For protein, the occasional live or frozen food is beneficial. They will help provide variety and valuable nutrients to their diet, and also some good enrichment! Brine shrimp, bloodworms, and tubifex worms are all good options.
Behavior & Temperament
This species is usually categorized as semi-aggressive. They can bully others and exhibit territorial behaviors.
When more than one male is in the same tank, expect to see some fighting. However, it doesn’t look like traditional fighting.
The fish will use their lips to “kiss” each other. It’s more of a pushing motion than anything else.
Typically, this behavior doesn’t result in serious injury. One fish will eventually back down. But, constant fighting will lead to increased stress levels and disease.
Kissing gouramis will sometimes bully smaller or similarly sized fish, too. Using their puckered lips once again, the fish can ram others and push them around.
Author Note: This species is also known to attack the sides of vulnerable fish. It doesn’t look serious at first, but this ramming action is actually the kissing gourami eating the slime coat of the victim fish!

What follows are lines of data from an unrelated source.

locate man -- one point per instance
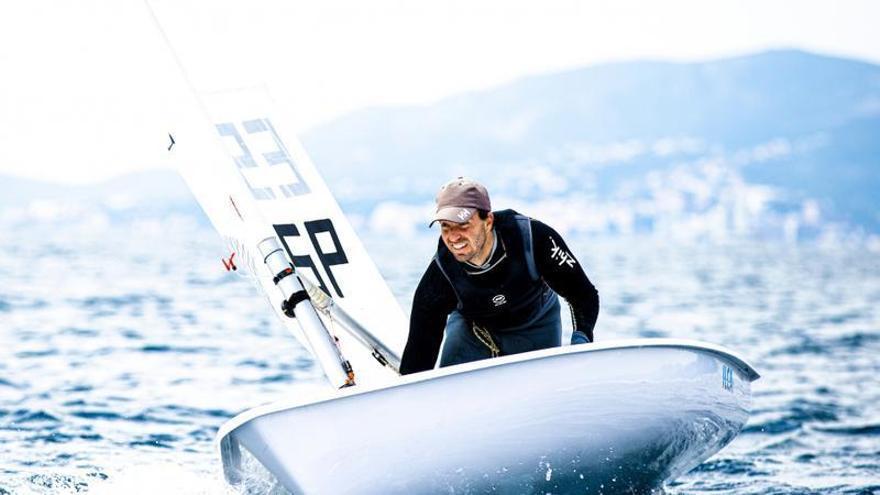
(493, 285)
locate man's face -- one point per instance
(467, 241)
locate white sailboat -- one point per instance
(612, 417)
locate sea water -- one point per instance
(123, 347)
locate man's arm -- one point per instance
(433, 301)
(565, 275)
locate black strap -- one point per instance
(284, 273)
(291, 302)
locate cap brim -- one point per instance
(455, 214)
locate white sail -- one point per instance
(254, 180)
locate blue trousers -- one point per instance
(543, 330)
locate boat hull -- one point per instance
(614, 418)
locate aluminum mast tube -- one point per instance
(298, 306)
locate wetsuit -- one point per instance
(506, 306)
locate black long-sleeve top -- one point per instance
(435, 298)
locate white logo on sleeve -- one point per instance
(557, 253)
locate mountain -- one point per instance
(803, 124)
(781, 144)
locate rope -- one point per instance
(485, 337)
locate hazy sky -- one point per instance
(87, 86)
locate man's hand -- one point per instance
(578, 337)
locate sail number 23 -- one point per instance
(327, 259)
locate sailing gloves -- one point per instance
(578, 337)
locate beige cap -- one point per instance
(459, 199)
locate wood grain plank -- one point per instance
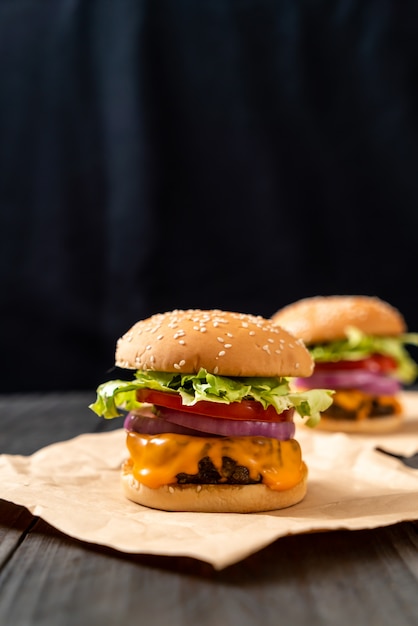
(47, 418)
(363, 577)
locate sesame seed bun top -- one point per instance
(325, 318)
(222, 342)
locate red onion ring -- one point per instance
(227, 427)
(369, 382)
(147, 424)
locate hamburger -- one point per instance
(209, 412)
(358, 346)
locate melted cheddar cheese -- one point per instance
(360, 406)
(156, 460)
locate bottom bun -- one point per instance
(213, 498)
(373, 425)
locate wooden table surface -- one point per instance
(359, 577)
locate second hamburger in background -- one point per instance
(358, 345)
(210, 412)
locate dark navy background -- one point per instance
(237, 154)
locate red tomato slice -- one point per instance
(374, 363)
(244, 410)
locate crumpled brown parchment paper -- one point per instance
(74, 486)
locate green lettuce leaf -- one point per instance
(117, 395)
(357, 345)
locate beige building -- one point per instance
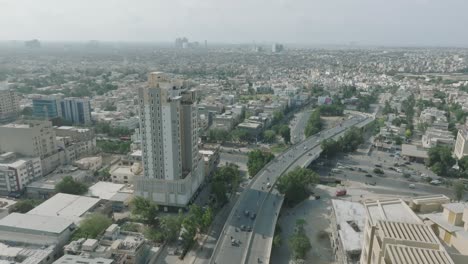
(172, 168)
(451, 225)
(16, 172)
(461, 148)
(31, 138)
(394, 234)
(9, 104)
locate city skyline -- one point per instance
(417, 22)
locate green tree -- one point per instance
(285, 132)
(440, 159)
(92, 226)
(458, 189)
(70, 186)
(145, 210)
(299, 243)
(225, 177)
(463, 164)
(296, 184)
(408, 133)
(257, 159)
(269, 136)
(314, 124)
(170, 227)
(24, 206)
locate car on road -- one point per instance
(435, 182)
(341, 192)
(253, 216)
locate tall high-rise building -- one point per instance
(9, 104)
(173, 170)
(46, 108)
(76, 110)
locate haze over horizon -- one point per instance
(366, 22)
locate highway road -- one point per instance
(252, 220)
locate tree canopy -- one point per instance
(92, 226)
(314, 124)
(296, 184)
(440, 159)
(257, 159)
(70, 186)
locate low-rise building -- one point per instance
(89, 163)
(17, 172)
(395, 235)
(210, 156)
(67, 206)
(36, 229)
(73, 259)
(26, 254)
(347, 223)
(122, 247)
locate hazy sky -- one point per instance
(390, 22)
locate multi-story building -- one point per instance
(31, 138)
(9, 104)
(394, 234)
(461, 148)
(47, 107)
(76, 110)
(75, 142)
(16, 173)
(172, 169)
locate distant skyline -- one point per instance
(365, 22)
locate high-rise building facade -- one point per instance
(47, 107)
(172, 168)
(75, 110)
(9, 104)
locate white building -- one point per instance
(172, 168)
(9, 104)
(31, 138)
(461, 148)
(16, 173)
(35, 229)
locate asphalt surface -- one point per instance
(255, 246)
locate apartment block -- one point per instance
(461, 148)
(75, 110)
(394, 234)
(9, 104)
(16, 172)
(172, 168)
(31, 138)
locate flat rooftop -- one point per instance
(105, 190)
(26, 222)
(394, 210)
(72, 259)
(351, 217)
(399, 254)
(68, 206)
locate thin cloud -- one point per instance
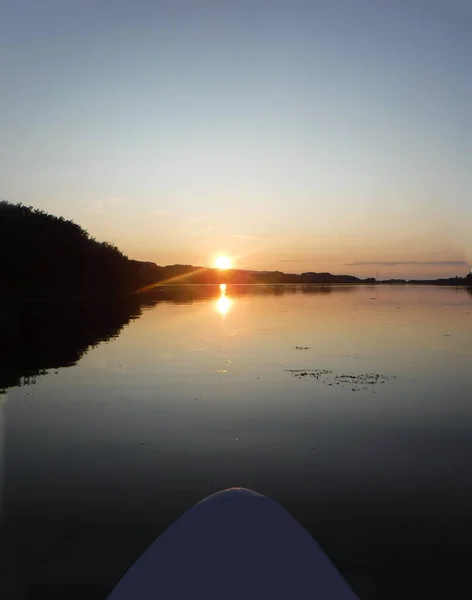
(422, 263)
(297, 260)
(246, 237)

Without this mucus layer, fish are vulnerable to disease and parasites. So, it’s important to remove the aggressor if attacks become a regular thing.

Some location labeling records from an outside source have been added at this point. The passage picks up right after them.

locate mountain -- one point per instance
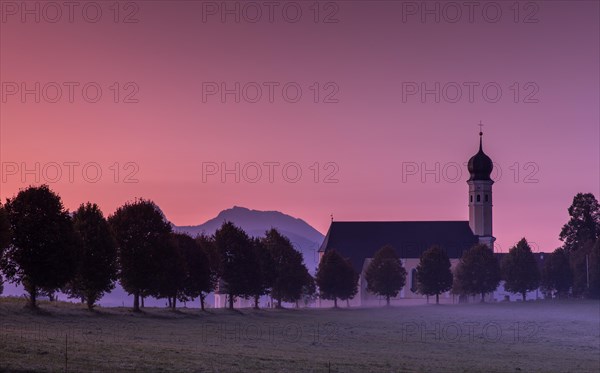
(305, 238)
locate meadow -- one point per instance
(541, 336)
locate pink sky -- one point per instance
(369, 54)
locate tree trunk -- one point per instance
(136, 302)
(90, 300)
(32, 297)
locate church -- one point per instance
(359, 240)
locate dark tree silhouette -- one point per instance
(519, 270)
(584, 224)
(142, 232)
(206, 244)
(4, 237)
(173, 269)
(290, 271)
(267, 270)
(478, 272)
(239, 266)
(197, 276)
(557, 276)
(579, 235)
(585, 266)
(309, 290)
(594, 271)
(96, 256)
(385, 274)
(336, 278)
(434, 275)
(40, 255)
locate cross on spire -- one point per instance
(480, 136)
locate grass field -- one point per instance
(501, 337)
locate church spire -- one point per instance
(480, 136)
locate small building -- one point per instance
(359, 240)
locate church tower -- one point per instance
(480, 195)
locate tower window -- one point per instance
(413, 280)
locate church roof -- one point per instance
(359, 240)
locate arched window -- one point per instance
(413, 280)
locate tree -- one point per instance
(239, 266)
(40, 255)
(557, 276)
(434, 275)
(585, 264)
(290, 271)
(309, 290)
(584, 224)
(173, 269)
(141, 231)
(209, 256)
(478, 272)
(96, 256)
(267, 270)
(519, 270)
(4, 237)
(594, 271)
(385, 274)
(336, 278)
(197, 280)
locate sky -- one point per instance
(367, 110)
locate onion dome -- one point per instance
(480, 165)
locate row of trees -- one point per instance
(46, 249)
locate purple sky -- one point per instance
(366, 131)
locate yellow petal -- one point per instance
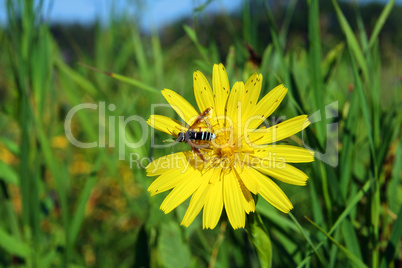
(221, 89)
(203, 94)
(283, 172)
(233, 107)
(233, 200)
(166, 163)
(272, 193)
(265, 107)
(285, 153)
(277, 132)
(183, 190)
(252, 90)
(197, 201)
(166, 124)
(248, 200)
(248, 179)
(213, 205)
(182, 107)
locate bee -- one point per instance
(198, 139)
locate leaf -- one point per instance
(173, 252)
(356, 261)
(259, 237)
(395, 236)
(352, 41)
(12, 245)
(8, 175)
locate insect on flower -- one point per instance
(198, 139)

Kissing Gourami Tank Mates
Thanks to their semi-aggressive nature, you can’t just pair these fish up with any other species. You must choose tank mates carefully.
Avoid small and weak species. Tank mates have to defend themselves from the kisser’s aggressive tendencies.

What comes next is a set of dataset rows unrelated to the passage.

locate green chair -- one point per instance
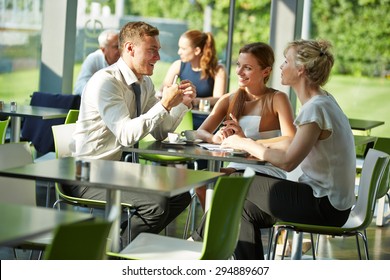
(373, 173)
(79, 241)
(383, 144)
(63, 148)
(185, 124)
(3, 129)
(223, 222)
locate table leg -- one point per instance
(296, 250)
(380, 212)
(15, 129)
(113, 212)
(215, 166)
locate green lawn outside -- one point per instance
(359, 97)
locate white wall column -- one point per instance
(58, 46)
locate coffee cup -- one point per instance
(190, 135)
(173, 137)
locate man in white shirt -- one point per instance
(107, 54)
(108, 120)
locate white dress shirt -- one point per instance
(107, 121)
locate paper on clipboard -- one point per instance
(214, 147)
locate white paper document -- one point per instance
(214, 147)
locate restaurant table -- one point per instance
(214, 158)
(364, 125)
(20, 222)
(116, 176)
(29, 111)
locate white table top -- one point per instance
(25, 222)
(116, 175)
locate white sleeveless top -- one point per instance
(250, 126)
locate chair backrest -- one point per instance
(38, 131)
(16, 191)
(373, 172)
(63, 140)
(223, 219)
(72, 116)
(79, 241)
(186, 123)
(383, 144)
(3, 129)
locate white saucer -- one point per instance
(166, 142)
(196, 141)
(238, 152)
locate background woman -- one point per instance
(199, 63)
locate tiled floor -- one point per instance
(329, 247)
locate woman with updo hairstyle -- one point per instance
(198, 63)
(323, 146)
(253, 110)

You should also steer clear of other gourami species. Kissing gouramis will show more aggression towards fish that look similar to them.
They can deal with other kissing gouramis, but you need to limit the number of males in the tank as much as possible. If you do have more than one male, the tank must be large and well-planted.
Here are some good kissing gourami tank mates to consider:
- Yoyo Loach
- Tiger Barb
- Chinese Algae Eaters
- Congo Tetra
- Rosy Barb
- Pictus Catfish
- Smaller Cichlids
It’s not hard to breed bonded pairs of kissing gouramis. You can see success as long as you have a controlled environment with some conditioning.
First, set up a breeding tank.
The temperature should be higher to mimic the fish’s natural spawning season, which is from May to October. Aim for temperatures around 80 degrees Fahrenheit. Keep the water on the softer side, too.
Next, add your adult fish and condition them with live foods.
Kissing gouramis are egg-scatterers. The eggs are slightly buoyant, so they float to the surface of the water. To capture them, place a large lettuce leaf on the surface of the water.
The lettuce will shelter the eggs. The vegetable will also attract beneficial bacteria and infusoria, which will act as a food source for hatchlings.
When the couple is ready, they’ll perform the mating ritual. The female will eventually turn over and lay her eggs. Males follow and fertilize the eggs as they rise to the surface.
Take the adults out of the breeding tank once they are done. They will try to eat eggs if you don’t.
The eggs will hatch in as little as a day. The fry will then consume the egg sac and feed on infusoria around the lettuce leaf. Once they are free-swimming, you can provide powdered foods or newly hatched brine shrimp.
Kissing gourami care is all about managing their feisty temperament. If you know how to navigate that, owning these fish won’t be a huge challenge.
And honestly, it’s definitely worth it. This species is incredibly unique and fun to own. With their beautiful colors and high activity level, you’ll be glad you gave them a chance!